虞犯少年
第22章 見えないから残酷に響く
「もっと俺だけを愛してよ」
言葉が似合うのは変でありえないことなのに、あの九条嵐が女相手に弱味を見せている。嵐らしくない。そう言ってしまえばそれまで。だけど私に新しい感情を与えた。愛しい。暗くてハッキリとした表情は読み取れないけど目を細めて私を見つめる嵐のそれから感じるものは切なさだった。吸い込まれるように自分からキスを交わす。ぴちゃぴちゃ。耳に残る音は水が跳ねる音なのかそれとも求め合っている証の音なのか。

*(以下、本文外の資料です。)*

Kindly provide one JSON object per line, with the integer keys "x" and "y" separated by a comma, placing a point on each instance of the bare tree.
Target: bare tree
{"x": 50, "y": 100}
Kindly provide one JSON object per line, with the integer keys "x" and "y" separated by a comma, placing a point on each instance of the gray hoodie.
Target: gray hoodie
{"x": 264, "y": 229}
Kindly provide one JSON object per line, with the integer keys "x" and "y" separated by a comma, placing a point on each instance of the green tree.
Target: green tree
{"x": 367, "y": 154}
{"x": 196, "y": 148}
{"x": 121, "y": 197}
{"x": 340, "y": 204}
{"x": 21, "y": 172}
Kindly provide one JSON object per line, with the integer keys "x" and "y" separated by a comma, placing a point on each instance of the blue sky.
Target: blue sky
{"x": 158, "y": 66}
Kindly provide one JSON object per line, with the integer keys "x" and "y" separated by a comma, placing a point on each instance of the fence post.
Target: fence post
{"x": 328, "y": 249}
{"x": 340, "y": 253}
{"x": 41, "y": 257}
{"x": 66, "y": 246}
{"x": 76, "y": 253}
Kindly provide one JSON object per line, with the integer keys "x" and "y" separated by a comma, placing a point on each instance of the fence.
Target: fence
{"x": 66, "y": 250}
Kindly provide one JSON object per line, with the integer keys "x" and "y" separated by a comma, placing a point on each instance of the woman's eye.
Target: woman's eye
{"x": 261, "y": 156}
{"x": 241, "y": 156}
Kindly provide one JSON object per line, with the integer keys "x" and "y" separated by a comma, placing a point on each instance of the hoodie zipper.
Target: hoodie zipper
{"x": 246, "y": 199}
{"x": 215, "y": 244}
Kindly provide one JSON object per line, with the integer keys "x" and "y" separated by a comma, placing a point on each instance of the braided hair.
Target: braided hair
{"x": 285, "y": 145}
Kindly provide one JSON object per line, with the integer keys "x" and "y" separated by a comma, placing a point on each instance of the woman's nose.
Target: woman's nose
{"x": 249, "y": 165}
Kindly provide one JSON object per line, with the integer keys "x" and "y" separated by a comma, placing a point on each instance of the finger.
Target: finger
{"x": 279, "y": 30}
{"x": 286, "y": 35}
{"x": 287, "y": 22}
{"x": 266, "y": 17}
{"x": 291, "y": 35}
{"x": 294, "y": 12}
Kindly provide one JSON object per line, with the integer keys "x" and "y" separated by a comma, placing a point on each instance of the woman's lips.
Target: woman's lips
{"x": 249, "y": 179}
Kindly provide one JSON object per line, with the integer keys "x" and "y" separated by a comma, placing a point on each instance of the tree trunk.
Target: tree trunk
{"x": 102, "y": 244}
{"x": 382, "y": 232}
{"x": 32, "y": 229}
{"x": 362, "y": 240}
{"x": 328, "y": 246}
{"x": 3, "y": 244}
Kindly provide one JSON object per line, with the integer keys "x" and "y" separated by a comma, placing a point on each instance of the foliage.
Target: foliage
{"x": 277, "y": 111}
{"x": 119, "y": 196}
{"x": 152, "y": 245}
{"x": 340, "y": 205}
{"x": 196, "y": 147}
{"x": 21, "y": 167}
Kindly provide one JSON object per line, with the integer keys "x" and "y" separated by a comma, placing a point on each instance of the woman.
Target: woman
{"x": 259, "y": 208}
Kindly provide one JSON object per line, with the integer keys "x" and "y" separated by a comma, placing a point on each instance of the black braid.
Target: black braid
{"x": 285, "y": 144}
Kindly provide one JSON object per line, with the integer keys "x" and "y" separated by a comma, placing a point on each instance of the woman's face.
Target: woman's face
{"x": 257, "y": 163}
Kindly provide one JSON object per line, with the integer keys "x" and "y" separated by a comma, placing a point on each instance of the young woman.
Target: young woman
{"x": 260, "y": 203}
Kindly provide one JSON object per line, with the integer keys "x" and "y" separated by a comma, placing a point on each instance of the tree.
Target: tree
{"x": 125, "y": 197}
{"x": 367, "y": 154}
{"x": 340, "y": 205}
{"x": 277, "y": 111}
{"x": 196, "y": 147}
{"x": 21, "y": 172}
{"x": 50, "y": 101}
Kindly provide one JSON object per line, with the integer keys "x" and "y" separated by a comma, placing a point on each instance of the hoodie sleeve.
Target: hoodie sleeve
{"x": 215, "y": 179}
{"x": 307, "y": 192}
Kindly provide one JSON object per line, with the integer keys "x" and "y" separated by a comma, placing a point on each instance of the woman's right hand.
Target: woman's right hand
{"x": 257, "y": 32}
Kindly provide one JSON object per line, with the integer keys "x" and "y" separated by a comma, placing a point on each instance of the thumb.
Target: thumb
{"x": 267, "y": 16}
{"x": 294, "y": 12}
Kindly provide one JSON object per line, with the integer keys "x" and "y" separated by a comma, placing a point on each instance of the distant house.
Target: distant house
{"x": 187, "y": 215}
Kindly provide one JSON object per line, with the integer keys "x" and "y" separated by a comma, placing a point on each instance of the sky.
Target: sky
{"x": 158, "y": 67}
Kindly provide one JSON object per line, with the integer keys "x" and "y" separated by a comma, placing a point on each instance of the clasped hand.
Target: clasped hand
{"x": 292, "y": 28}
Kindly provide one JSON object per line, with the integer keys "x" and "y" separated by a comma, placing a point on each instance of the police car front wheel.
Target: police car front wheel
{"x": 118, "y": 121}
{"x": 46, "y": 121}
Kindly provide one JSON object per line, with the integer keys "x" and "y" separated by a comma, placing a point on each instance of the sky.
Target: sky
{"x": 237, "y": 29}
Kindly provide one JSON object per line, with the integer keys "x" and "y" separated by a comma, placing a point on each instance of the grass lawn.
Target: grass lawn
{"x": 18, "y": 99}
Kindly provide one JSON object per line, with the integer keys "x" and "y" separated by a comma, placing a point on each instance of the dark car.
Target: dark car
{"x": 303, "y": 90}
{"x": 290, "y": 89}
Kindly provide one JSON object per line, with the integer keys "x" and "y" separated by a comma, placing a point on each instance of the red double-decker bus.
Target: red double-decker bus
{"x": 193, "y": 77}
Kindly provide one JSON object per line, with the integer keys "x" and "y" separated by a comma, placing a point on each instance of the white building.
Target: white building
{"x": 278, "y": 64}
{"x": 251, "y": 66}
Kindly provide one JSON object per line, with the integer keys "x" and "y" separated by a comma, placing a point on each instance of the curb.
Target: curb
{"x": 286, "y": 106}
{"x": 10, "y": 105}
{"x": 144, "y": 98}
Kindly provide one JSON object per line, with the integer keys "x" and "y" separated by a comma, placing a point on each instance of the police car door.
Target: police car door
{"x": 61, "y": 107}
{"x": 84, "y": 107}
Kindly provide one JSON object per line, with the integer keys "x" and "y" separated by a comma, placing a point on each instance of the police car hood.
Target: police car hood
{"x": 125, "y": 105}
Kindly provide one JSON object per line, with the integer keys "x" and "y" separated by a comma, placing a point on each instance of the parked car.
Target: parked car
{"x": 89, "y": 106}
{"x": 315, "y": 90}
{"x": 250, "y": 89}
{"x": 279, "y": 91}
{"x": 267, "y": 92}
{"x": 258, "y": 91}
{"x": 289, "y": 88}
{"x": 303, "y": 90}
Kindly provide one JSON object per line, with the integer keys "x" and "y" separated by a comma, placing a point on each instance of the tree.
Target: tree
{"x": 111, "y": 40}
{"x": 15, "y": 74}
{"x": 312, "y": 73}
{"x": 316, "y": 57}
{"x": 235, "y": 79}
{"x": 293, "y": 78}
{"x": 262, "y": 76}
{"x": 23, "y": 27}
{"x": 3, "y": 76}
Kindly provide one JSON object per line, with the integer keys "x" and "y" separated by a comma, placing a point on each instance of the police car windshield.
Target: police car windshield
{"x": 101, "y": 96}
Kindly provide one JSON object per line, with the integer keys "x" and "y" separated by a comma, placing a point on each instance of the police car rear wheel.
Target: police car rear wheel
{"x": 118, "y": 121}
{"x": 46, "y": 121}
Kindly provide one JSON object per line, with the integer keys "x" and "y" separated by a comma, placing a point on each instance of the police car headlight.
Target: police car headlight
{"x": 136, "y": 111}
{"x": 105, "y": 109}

「すげー勃ち。出るぞ。こうなったのは明日香のせいだからな」
ニヤリ、笑う顔はすでにやる気満々。きっと明日になってもその腕から逃れられない。ベッドに沈む体に勢い良く覆い被さる嵐は髪の毛も濡れてるせいでいつも以上に色っぽい。
「恥ずかし、い」
「なんで?俺に感じてんだろ?」
「違っ…」
「違くねーよ。ほら、もう二本くっちゃった。感じてないならこんなんなんねーよ?」
「あ、んっは」
「舐めていい?」
「っ、やぁ!!」
「嫌じゃねーだろ」
ぺろり。真っ赤な舌を見せる。味わうように時間をかけて反応を見ながらこうやって私の羞恥心を煽る。顔が、体が熱い。
「ひゃ、はぁっあ!!…嵐…んっ」
「…イかせてやる」
嵐は自身をあてがたい一気に挿れた。最初から激しくて、ついていけそうにない。腰を押し付けるように上下に揺れる。奥の奥まで突かれて、私は大きく仰け反った。軽く2回はイッたというのに嵐はまだ足りないと腰を振る。ねっとりとしたキスは何の液体かも分からない。本能のまま求め合うセックスに欠けていた愛は気づかぬうちに芽生えていた。
けれど私はまた絶望を味わう。
今だけはどうか嵐の腕の中で
幸せな夢を見ていたい。
見えないから残酷に響く
(それが愛ってものなんでしょ?)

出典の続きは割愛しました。